Colonel Bui Tin was born near Hanoi in 1927, and was educated in Hue. During the August Revolution in 1945, he became a active supporter to politically pressure the government of France to cede Vietnam its independence.

He later joined the Viet Minh along with General Vo Nguyen Giap and Ho Chi Minh. He would fight on two sides of the line, using weapons and also using his pen and paper as journalist for the Vietnam People’s Army newspaper.

He enlisted in the Vietnamese Peoples Army at the age of eighteen. He served on the general staff of the North Vietnamese army. He accepted the unconditional surrender of South Vietnam on April 30, 1975, from President Duong Van Minh.

He called the US antiwar movement "essential to our strategy," saying that visits from prominent American activists Jane Fonda, and Ramsey Clark and various church ministers "gave us confidence that we should hold on in the face of battlefield reverses." He concluded that South Vietnam could have maintained its independence from the North if not for America's sudden decision to withdraw its support:

"Through dissent and protest, it lost the ability to mobilize a will to win." [1]

Bui Tin went on to serve as the editor of the People's Daily, the official newspaper of the Socialist Republic of Vietnam. He became disillusioned in the mid-1980s with postwar corruption and the continuing isolation of socialist Vietnam.

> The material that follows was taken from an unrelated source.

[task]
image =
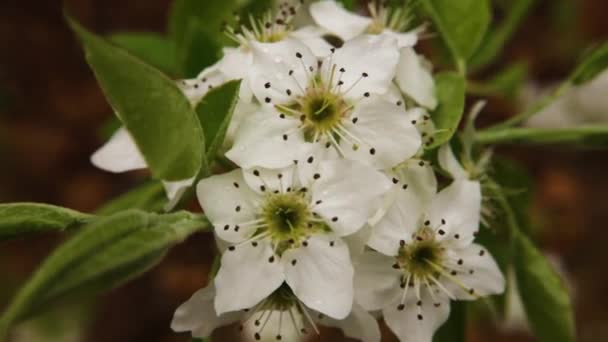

In 1990, Bui decided to leave Vietnam and live in exile in Paris, France, in order to express his growing dissatisfaction with Vietnam’s Communist leadership and their political system.

Quotes

  • "Through dissent and protest, it lost the ability to mobilize a will to win."
  • "There is an alarming deterioration of traditional ethical, moral and spiritual values (and) confusion among the youth on whom the country's future depends."